Photo: kiteboard columbia river gorge
A kiteboarder cruises the Columbia River Gorge.

Photograph by Mike Thomas

By Kate Siber

Kiteboarding is the closest most of us humans will ever get to flying, and the Columbia River Gorge, a chasm lined with luscious evergreen forests, waterfalls, and cliffs on the Washington-Oregon border, is one of the nation’s premier spots to try it.

Acting as a natural wind tunnel, the gorge literally sucks air up from the coast and whips it into gusts as strong as 30 knots. The capricious breezes pose a challenge that attracts enthusiasts from all over to test their mettle on the ten miles (16 kilometers) of open river. In recent years, the gorge has also become a hot spot for beginners as advances in equipment have made the sport safer and easier to learn. Several schools have opened shop on the banks of the river, where there are easy access points and sandy beaches to learn the ropes.
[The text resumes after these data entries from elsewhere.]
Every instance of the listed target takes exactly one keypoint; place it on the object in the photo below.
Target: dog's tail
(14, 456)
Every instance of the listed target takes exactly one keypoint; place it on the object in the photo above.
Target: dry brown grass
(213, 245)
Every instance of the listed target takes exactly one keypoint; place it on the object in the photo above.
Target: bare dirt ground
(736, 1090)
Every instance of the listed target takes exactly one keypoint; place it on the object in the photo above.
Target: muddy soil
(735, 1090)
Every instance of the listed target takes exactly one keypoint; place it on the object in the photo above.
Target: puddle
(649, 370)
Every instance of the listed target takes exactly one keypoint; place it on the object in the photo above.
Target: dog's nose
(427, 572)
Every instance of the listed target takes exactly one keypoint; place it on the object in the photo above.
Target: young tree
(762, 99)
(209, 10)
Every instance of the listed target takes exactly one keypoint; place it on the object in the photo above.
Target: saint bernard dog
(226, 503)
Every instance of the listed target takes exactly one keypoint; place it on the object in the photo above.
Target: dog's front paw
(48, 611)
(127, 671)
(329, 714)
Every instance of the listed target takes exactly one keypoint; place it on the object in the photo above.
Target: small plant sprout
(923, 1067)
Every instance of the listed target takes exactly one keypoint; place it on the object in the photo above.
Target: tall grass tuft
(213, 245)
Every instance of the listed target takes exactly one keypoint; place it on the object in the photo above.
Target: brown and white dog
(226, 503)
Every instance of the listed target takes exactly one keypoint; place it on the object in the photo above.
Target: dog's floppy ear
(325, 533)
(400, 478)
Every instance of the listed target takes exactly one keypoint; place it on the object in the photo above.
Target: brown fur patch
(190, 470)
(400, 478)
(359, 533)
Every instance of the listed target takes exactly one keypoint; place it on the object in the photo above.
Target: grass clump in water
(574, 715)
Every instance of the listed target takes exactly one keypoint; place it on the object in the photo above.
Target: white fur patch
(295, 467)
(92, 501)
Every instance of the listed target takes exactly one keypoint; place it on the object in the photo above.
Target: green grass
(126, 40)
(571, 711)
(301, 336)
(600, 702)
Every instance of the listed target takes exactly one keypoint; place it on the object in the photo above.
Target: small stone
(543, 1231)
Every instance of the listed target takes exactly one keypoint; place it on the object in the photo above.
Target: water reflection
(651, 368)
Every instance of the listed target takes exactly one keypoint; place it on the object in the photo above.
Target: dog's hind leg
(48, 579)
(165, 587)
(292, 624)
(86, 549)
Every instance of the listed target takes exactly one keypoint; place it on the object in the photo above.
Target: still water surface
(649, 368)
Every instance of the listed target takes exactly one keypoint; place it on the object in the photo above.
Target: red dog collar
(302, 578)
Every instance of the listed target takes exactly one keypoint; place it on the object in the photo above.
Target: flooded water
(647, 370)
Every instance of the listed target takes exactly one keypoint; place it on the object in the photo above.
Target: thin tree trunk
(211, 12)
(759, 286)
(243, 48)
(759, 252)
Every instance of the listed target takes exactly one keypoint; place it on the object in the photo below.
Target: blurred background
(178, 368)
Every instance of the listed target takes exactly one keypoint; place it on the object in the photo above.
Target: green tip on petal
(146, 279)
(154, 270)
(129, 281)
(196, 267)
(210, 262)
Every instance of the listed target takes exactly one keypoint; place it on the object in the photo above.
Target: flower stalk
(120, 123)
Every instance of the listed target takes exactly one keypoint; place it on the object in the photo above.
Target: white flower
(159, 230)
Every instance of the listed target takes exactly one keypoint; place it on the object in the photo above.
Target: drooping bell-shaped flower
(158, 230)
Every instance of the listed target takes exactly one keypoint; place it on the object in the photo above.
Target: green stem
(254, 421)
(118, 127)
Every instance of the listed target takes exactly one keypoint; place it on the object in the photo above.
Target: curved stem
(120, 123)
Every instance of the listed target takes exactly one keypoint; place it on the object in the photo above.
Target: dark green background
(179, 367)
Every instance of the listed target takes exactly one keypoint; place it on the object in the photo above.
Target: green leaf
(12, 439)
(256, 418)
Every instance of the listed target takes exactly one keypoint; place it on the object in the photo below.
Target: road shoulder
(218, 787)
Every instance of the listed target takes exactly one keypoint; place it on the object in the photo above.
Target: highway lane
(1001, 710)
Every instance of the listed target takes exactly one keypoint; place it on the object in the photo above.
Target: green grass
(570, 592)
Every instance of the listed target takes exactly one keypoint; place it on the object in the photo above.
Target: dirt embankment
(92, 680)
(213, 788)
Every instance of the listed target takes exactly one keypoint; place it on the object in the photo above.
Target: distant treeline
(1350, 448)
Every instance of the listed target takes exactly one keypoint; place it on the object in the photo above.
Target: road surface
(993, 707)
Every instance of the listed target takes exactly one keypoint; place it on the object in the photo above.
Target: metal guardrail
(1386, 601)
During a 90-minute beginner class with Hood River Waterplay, novices learn about wind patterns, equipment, and basic safety. Then comes the fun part: Learning to fly the kite. The first time it gently picks you up off the ground is a guaranteed eureka! moment: It feels as if you’ve just sprouted wings. Once you’ve mastered launching from the water, riding, and tacking into the wind, you just might graduate to the area of river around White Salmon, Washington, where veterans launch off hip-high swells and soar weightlessly into the cool, humid air, sometimes as high as 60 feet (18 meters). Flying, indeed.

Need to Know: Hood River Waterplay (www.hoodriverwaterplay.com) offers kiteboard clinics and lessons. A 90-minute basics class costs $99.